In the absence of stimuli, p53 is at a low level of expression, mainly in the form of monomer. p53 protein has the most effective function in the form of tetramer because the DNA binding affinity of tetramer p53 is high (41). Oligomerization of p53 occurs prior to acetylation, and oligomerization could provide a docking site for acetyltransferase (42). Studies have shown that lysine acetylation modification of p53 C-terminal is of much higher efficiency in p53 tetramer than the dimmer and acetylation almost cannot occur on the p53 monomer. Acetylation at p53 C-terminal lysine residue also prevents the ubiquitination at the same lysine residue site induced by MDM2, further stabilizes the tetramer, enhances the DNA binding ability of p53 to specific sequence, and also promotes the recruitment of transcriptional activators (42).

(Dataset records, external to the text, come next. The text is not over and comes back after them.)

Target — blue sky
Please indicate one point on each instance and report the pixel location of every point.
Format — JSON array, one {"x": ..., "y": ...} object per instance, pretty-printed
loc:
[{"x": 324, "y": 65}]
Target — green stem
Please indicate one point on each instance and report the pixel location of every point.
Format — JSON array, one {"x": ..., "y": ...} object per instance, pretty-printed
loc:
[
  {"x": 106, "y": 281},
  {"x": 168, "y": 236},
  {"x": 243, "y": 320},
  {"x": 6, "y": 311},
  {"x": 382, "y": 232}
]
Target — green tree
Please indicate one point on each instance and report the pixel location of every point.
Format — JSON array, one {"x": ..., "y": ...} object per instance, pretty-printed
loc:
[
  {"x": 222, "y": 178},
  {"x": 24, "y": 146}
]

The mechanism of p53 transactivation is variant on different promoters and acetylation modification plays an important role in the selective regulation of p53 function. The role of acetylation is dependent on the cellular environment.
Methylation at lysine and arginine is also a reversible mechanism for the regulation of p53 function. K370, K372, K373 and K382 at the carboxy terminus of p53 can be methylated and the effect to enhance (43,44) or inhibit (45) the function of p53 depends on the modified site. Jansson et al. reported that three arginine residues R333, R335 and R337 of the p53 oligomerization domain (TET) can be methylated by a class II methyltransferase PRMT5 (46).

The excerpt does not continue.